Martin Sacree, head of the upper sixth form at Uckfield Community College, East Sussex, where Gilbert spent another day, added: “He did several one-hour workshops with sixth-formers where he talked about the seven different ways of learning and suggested new strategies for revising, such as using rap to remember things. ”

The idea of seven different ways of learning, or multiple intelligences, is taken from Professor Howard Garner’s book, Frames of Mind, first published in 1983. Garner rejects the idea of intelligence as a single factor and talks instead of seven different intelligences - linguistic, musical, spatial, logico-mathematical, bodily-kinesthetic, and two kinds of personal intelligence - understanding others and understanding yourself.

Gilbert, from Market Harborough in Leicestershire, graduated from Durham University in 1988, then completed a one-year Diploma in Entrepreneurial Management at Durham University Business School. He then went into advertising as a copywriter with a large agency in the north-east but soon signed up for a PGCE at Leicester University. He taught French for two years in a Northampton comprehensive where he loved working with students, but disliked school politics and the constant changes in education.

By this time he had decided to set up his own company. “Since business school I had been reading widely and going to motivational seminars; it seemed to me there was so much really useful material that wasn’t getting through to schools.

“At the root of my teaching is the belief that we can all be more successful than we are. I thought that if there was information that could help a 16- year-old achieve more and a teacher teach better they ought to be getting it.”

Gilbert’s workshops are based on a wide range of educational and psychological research, mainly from America. He is convinced schools are failing vast numbers of children because they are using the wrong teaching methods or too narrow a range. “If you always present material in the same way, certain students are always going to benefit and others will always get left behind,” he argues. “For example, many teachers introduce a new topic bit by bit before explaining the whole thing, but research has shown that slower learners don’t always understand this approach. It’s like asking them to do a puzzle without seeing the overall picture.

“I give teachers a variety of alternatives as to how they can get the message across.”

Disruptive pupils, he continues, often learn better if they become physically involved in what they are doing. “Some pupils don’t take visual or aural information in well. Certain children learn to read far more quickly if they are allowed to walk while reading aloud, for example.” He quotes research on learning styles by American educational psychologists Rita and Ken Dunn which shows that lighting, temperature and the time of day can all affect pupils’ ability to learn.

“If you pinpoint somebody’s precise learning style and teach them to that style then they learn more. We’re not talking about quick fixes ... This is about being aware of the different ways the brain works and trying to improve people’s performance,” he maintains.
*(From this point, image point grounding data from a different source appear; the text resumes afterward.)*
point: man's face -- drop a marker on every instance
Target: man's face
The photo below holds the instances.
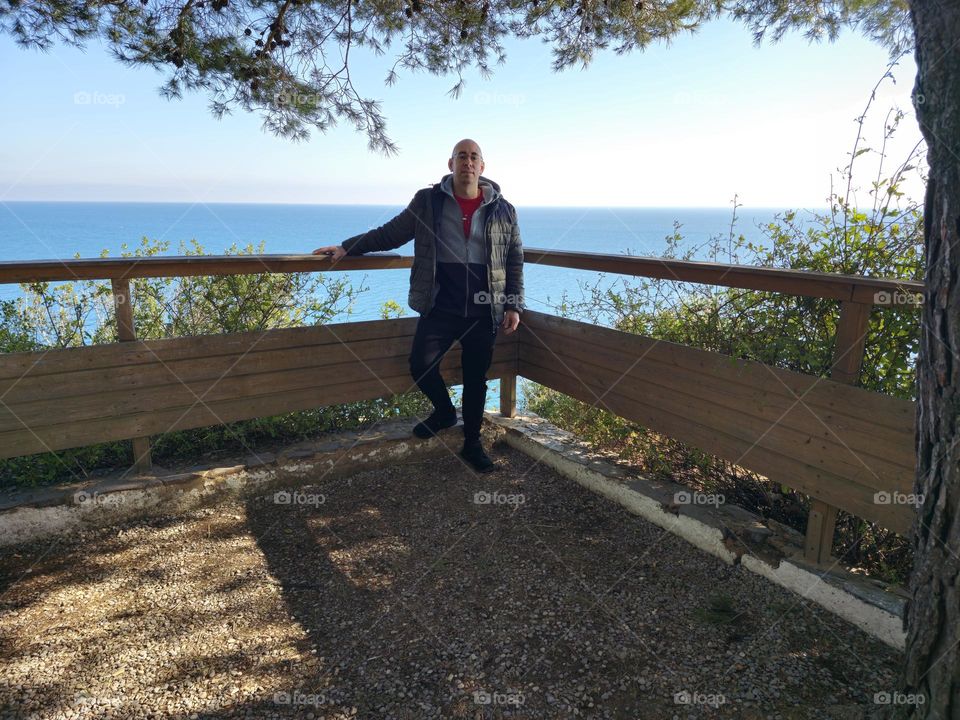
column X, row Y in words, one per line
column 467, row 162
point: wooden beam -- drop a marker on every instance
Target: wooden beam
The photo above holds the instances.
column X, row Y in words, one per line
column 126, row 332
column 847, row 361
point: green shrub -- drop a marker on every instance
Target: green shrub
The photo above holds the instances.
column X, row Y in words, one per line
column 791, row 332
column 74, row 314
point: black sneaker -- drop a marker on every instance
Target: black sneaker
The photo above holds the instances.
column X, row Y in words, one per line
column 437, row 421
column 477, row 458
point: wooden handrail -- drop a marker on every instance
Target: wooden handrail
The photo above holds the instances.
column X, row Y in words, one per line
column 792, row 282
column 752, row 277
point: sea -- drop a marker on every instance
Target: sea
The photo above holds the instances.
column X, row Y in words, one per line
column 66, row 230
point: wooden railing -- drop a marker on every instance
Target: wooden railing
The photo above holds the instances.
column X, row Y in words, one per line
column 825, row 437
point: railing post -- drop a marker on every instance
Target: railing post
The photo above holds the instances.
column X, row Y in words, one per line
column 508, row 395
column 847, row 360
column 126, row 332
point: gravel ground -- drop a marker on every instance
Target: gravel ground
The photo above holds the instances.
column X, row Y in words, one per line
column 399, row 593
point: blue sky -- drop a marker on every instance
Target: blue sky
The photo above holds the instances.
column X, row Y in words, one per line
column 689, row 124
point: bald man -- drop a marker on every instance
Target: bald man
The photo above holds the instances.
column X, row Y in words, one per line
column 466, row 283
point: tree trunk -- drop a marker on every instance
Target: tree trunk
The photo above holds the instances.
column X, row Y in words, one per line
column 932, row 667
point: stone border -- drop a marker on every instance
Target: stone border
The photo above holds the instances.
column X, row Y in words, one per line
column 727, row 531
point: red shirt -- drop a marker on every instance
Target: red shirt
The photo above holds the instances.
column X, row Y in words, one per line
column 467, row 209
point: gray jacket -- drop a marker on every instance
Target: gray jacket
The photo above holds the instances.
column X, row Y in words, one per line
column 422, row 221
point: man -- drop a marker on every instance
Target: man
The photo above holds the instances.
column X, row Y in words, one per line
column 466, row 282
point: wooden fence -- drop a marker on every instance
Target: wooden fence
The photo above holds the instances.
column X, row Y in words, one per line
column 825, row 437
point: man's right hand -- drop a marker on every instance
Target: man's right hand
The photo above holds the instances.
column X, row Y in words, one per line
column 334, row 251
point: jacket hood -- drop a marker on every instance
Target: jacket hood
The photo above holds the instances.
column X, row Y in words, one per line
column 490, row 189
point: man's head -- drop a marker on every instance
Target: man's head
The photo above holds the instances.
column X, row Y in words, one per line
column 466, row 163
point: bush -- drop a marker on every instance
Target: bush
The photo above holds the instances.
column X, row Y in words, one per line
column 791, row 332
column 81, row 313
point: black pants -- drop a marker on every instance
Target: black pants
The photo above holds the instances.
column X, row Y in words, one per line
column 434, row 336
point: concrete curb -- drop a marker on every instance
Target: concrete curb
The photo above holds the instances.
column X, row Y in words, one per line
column 725, row 531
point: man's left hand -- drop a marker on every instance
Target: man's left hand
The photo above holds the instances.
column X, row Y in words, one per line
column 511, row 321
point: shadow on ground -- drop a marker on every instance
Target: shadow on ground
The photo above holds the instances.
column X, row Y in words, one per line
column 416, row 591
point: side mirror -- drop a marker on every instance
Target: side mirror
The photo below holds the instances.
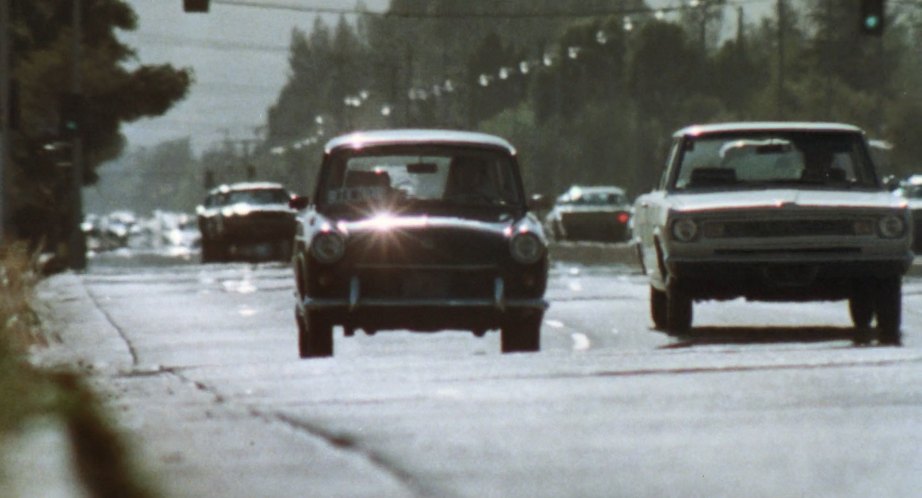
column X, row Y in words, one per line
column 299, row 203
column 891, row 183
column 539, row 202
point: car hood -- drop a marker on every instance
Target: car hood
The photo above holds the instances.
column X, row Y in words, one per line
column 381, row 223
column 593, row 209
column 784, row 198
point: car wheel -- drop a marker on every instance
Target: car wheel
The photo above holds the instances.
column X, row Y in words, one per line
column 679, row 311
column 658, row 309
column 861, row 309
column 315, row 335
column 888, row 305
column 522, row 334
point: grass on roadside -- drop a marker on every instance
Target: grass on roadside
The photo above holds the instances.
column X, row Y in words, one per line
column 103, row 463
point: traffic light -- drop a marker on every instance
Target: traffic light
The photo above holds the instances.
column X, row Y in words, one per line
column 872, row 17
column 71, row 115
column 195, row 5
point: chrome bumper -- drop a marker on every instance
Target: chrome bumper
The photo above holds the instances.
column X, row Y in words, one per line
column 355, row 300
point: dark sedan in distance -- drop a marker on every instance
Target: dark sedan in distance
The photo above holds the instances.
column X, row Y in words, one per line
column 249, row 220
column 591, row 213
column 421, row 230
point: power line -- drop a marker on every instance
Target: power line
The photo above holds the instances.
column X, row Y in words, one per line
column 693, row 4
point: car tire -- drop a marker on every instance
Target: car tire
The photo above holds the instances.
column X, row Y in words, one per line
column 315, row 335
column 658, row 308
column 523, row 335
column 679, row 311
column 888, row 306
column 861, row 309
column 208, row 255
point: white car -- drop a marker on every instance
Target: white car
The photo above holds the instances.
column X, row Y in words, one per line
column 774, row 212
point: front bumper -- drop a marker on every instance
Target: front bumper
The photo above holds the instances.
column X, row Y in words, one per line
column 498, row 302
column 781, row 279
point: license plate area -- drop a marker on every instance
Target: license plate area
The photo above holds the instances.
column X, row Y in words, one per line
column 421, row 284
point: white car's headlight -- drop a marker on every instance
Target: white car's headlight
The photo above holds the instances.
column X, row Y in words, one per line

Gilbert has a distinctive style of address that clearly appeals to young people as well as adults. Earlier this year at grant-maintained Northampton School for Boys, he gave a one-hour “motivational taster” to lower sixth- formers. the boys sat in attentive silence as he cracked topical jokes while hammering home the message that they could achieve whatever they wanted if they had a vision, set themselves a goal, and planned how to get there.

“On your deathbed you can lie back and think: ‘I blew it. I screwed up every opportunity I had.’ Or you can say: ‘I did all that I could. I went to lots of places and met all the people I wanted to.’ The choice is yours,” he told them.

Gilbert charges Pounds 50 for a one-hour motivational “taster” and Pounds 300 for a full day. Too much for some schools perhaps, but he does offer a “satisfaction guarantee” - in other words, if you don’t like it, you don’t pay.

Big companies, he argues, have had motivational workshops for staff for years and it’s time schools followed suit.